Hugo Sternberg, der als Viehhändler in Schwerte lebte und wie Baum zur jüdischen Gemeinde gehörte, erinnerte sich später:
„Herr Baum hatte eine große Viehzucht und einen ausgedehnten Viehhandel und hat deshalb einen erheblichen Teil des Gutes als Weideland benutzt. Daneben wurden jedoch Getreide, Kartoffeln, Hackfrüchte, Futter etc. angebaut. Das gesamte Gut bestand aus gutem, fruchtbarem Boden, der sowohl als Ackerland als auch als Weideland geeignet war. Herr Baum hatte auch eine umfangreiche Milchwirtschaft auf dem Gut betrieben.“ (Über das weitere Schicksal des Gutes Baum berichten wir in diesem Online-Schwerpunkt im Beitrag über die NS-Enteignung, auch "Arisierung" genannt.)
Deutlich häufiger zu finden waren gerade auf dem Land die – statistisch schwer zu erfassenden – jüdischen Landeigentümer und -pächter im „Neben-“ oder „Zuerwerb“. Deren genaue Zahl ist kaum bekannt und rückwirkend auch kaum zu ermitteln.

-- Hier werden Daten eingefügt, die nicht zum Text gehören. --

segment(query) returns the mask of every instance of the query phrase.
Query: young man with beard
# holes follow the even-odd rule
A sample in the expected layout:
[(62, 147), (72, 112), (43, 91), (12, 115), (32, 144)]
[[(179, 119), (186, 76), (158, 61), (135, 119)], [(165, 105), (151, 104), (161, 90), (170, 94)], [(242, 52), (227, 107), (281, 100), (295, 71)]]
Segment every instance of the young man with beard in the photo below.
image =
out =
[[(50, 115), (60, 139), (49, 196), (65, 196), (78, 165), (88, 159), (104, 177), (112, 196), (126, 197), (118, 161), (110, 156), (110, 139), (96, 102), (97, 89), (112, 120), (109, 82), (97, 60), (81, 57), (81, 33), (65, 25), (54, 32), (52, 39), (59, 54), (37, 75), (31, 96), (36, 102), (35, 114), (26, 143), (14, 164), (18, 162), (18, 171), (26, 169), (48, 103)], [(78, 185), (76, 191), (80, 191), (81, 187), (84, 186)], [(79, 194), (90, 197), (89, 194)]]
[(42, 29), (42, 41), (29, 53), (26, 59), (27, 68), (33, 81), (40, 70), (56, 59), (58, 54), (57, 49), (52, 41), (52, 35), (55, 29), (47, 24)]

Sicher ist: Sie war in Westfalen größer, als es die preußischen Statistiken erahnen lassen.
Aus Anlass des Fest- und Gedenkjahres „1700 Jahre jüdisches Leben in Deutschland“ beleuchtet das Wochenblatt in diesem Online-Schwerpunkt das Themenfeld „Jüdisches Landleben in Westfalen“.